Änderungen zu den Verfahren vor Sozialgerichten:
Das Sozialschutz-Paket II sieht auch erweiterte Möglichkeiten zu Videoverhandlungen bei den Sozial- und Arbeitsgerichten vor. Für die Sozialgerichte werden diese durch einen neuen § 211 Sozialgerichtsgesetz (SGG) geregelt. Er sieht folgende vorübergehende Änderungen zu den Verfahren vor den Sozialgerichten vor, die „bei einer epidemischen Lage von nationaler Tragweite“ – wie sie derzeit besteht – gelten:
- Das Sozialgericht kann einem ehrenamtlichen Richter von Amts wegen gestatten, an der mündlichen Verhandlung „von einem anderen Ort aus“ teilzunehmen, wenn es für ihn aufgrund der epidemischen Lage unzumutbar ist, persönlich beim Gericht zu erscheinen. Die Verhandlung wird dann zeitgleich in Bild und Ton an den anderen Ort und in das Sitzungszimmer übertragen.

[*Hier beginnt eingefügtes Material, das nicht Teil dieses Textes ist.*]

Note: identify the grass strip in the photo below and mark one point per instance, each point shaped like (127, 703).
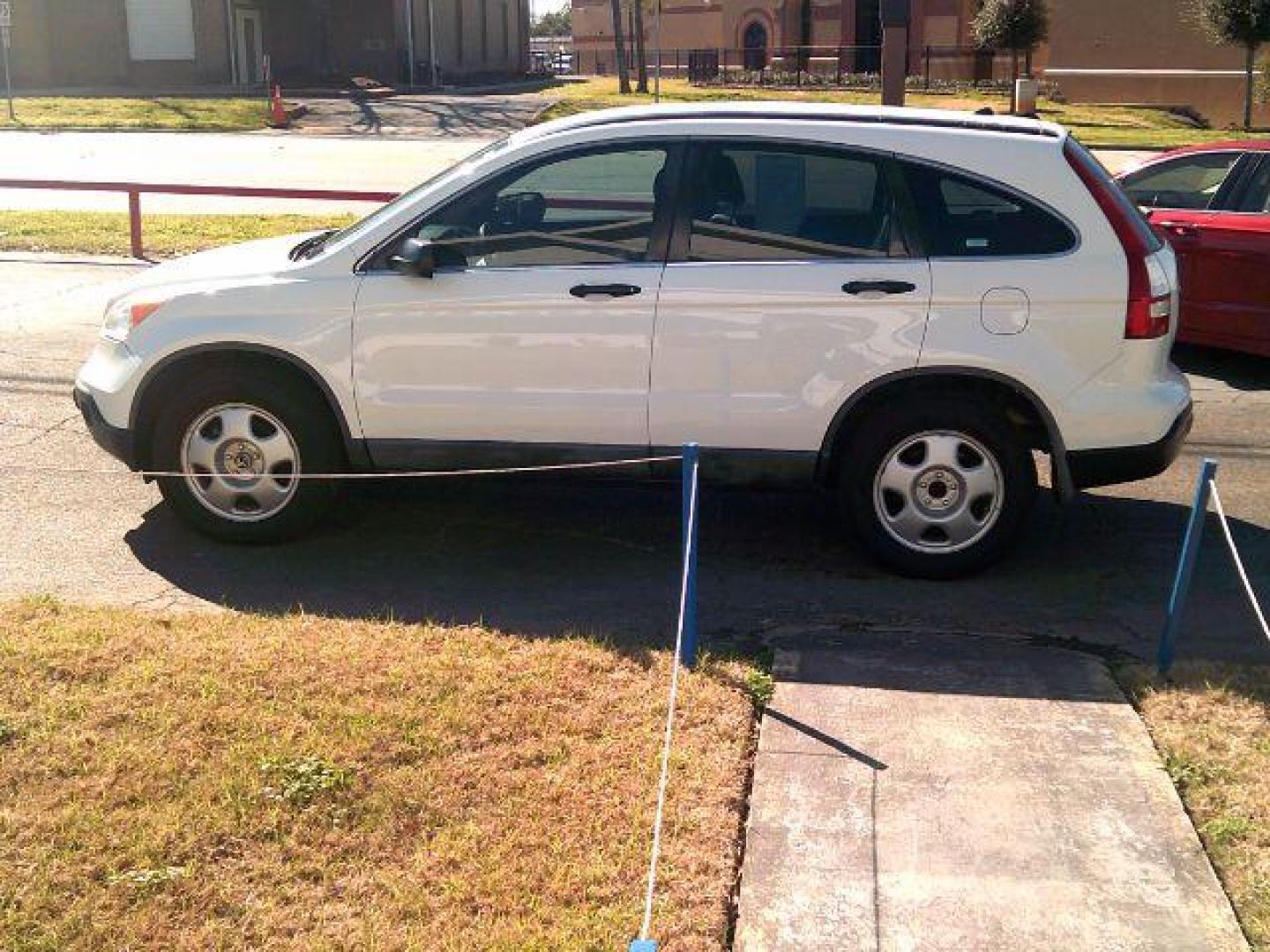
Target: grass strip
(234, 781)
(192, 113)
(165, 235)
(1211, 724)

Die Übertragung darf nicht aufgezeichnet werden.
- Auch bei Beratungen und Abstimmungen sowie Entscheidungen ohne mündliche Verhandlungen können sich die ehrenamtlichen Richter „an einem anderen Ort“ aufhalten. Die an der Beratung und Abstimmung Teilnehmenden haben dann „durch geeignete Maßnahmen“ die Wahrung des Beratungsgeheimnisses sicherzustellen.

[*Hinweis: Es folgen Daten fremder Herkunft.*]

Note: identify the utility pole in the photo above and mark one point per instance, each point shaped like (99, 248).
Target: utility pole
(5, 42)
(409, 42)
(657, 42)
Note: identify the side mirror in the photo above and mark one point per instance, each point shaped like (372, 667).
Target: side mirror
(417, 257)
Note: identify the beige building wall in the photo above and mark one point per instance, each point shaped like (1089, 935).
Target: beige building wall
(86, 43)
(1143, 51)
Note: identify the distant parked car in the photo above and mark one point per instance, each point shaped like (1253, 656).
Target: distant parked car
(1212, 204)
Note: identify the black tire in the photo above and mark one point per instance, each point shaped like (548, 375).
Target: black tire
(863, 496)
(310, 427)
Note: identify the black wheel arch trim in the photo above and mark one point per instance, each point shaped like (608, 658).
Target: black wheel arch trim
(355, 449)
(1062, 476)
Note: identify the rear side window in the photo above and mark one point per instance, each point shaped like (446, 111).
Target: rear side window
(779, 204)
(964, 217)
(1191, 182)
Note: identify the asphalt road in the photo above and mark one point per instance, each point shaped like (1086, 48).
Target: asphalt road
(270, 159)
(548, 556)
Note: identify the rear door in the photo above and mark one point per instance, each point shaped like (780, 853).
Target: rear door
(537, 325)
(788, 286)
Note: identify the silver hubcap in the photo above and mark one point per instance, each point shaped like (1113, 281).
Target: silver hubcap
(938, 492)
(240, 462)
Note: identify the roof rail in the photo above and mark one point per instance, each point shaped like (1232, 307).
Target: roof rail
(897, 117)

- Auch den am Verfahren Beteiligten, ihren Bevollmächtigten und Beiständen soll das Gericht von Amts wegen gestatten, sich während einer mündlichen Verhandlung an einem anderen Ort aufzuhalten und dort im Wege der zeitgleichen Bild- und Tonübertragung Verfahrenshandlungen vorzunehmen. Das gilt auch für die Vernehmung von Zeugen und Sachverständigen.
Der DGB, Sozialverbände und etliche (ehrenamtliche) Sozialrichter sehen diese Änderung kritisch – zumal bei vielen Gerichten die notwendigen technischen Möglichkeiten für Videoverhandlungen gar nicht vorhanden sind. Mehr zu dieser Änderung des SGG bringt das Netzwerk Sozialrecht im nächsten „Thema des Monats“. Der Bundesrat betonte u.a., es sei Sache der Länder, im Rahmen ihrer technischen und finanziellen Möglichkeiten über Videoverhandlungen zu entscheiden und die Umsetzung der neuen Regelungen noch während der Corona-Pandemie werde in den meisten Ländern nicht möglich sein.
Auf die Forderungen des DGB und seiner Mitgliedergewerkschaften zu coronabedingt notwendigen Fristenanpassungen geht verabschiedete Sozialschutz-Paket II nicht ein.